When Obama and Congress addressed the lack of health cover for many Americans in 2010, it was one of the great achievements made by any set of politicians since the 1960s, and one of the few examples in the last twenty years of Congress passing a major piece of broadly social democratic legislation.
While health care reforms may enliven those hankering for structural reform, the 2011 debt crisis offers nothing but grounds for pessimism in this regard.
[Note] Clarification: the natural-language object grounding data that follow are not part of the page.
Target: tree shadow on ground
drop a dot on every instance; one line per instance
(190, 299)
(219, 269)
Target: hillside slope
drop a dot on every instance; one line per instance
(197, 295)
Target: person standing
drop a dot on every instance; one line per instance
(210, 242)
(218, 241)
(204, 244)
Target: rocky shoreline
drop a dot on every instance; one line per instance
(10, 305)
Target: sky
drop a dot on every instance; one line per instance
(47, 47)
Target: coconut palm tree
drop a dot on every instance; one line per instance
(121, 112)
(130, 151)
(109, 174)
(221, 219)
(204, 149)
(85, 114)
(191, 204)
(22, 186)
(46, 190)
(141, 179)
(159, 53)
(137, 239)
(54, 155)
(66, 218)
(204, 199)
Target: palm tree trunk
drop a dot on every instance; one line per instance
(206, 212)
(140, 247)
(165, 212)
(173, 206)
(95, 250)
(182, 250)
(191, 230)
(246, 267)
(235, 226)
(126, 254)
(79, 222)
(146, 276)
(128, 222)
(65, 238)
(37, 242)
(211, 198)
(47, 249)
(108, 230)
Addressing America’s significant federal government debt needs to be accompanied by structural changes: the restructuring of domestic income tax, major federal spending cuts and changes in eligibility for government health care support and old age pensions.
Barack Obama can do very little to achieve the type of change necessary to fix the deeper structural spending problems.
The one major exception is that, at the end of 2012, he can choose not to extend the so-called George W Bush tax cuts to wealthy Americans.
Obama so often looks politically impotent on these issues because he can achieve little without the support of the US Congress and Congress is a broken institution.
As America has faced one crisis after another in recent years, the focus has not been on policies or the dysfunctional nature of the relationship between the Congress and the presidency.
Instead since 2007 the most alluring show in American politics has been the selection of the next presidential candidates.
Academics frequently criticise the media for treating politics like a circus sideshow (even ex-politicians are joining the chorus here) or a horse race.
When it comes to US electoral politics the best analogy for this coverage (and our interests) is a soap opera. Of course individuals are important in politics but this power is constantly overstated.
As a result, the “cult of personality” style of US political coverage sees the expectations of the public raised with each new president.
After the election, the lack of real change leads to a cycle of public disillusionment in America.
This is also discernible abroad, usually following the election of conservative presidents.
If the media deserves blame for a lack of focus on structural problems, it cannot be faulted for maintaining the premier place of American politics globally.
Foreigners are engaged to an astounding extent with the coverage of American politics, the soap opera quality of which is enhanced by the peculiar drawn out voting process for the president.
The conventional explanation for our interest is US power: this is half right but way too high minded. We care because we are soap opera junkies.
The fascinating part of the media’s obsession with American political personality is that this soap opera significantly helps America maintain its global influence and deal with one of its major structural problems: its relative global decline.
It gives the US power as an agenda setter and as a shaper of what is deemed possible and impossible in world politics.
In no small part our familiarity with US leaders ensures that the American position on key issues is presented in the media.
Of course the wheels of change are turning but US decline will be a long time coming, precisely because American political and cultural power and influence will long outlive America’s status as the largest economy in the world.
In Australia, our long standing familiarity with American culture and American politics is thus a blessing and a curse: it helps us understand the world around us a little better, but gives America too much of a hold on our political imaginations.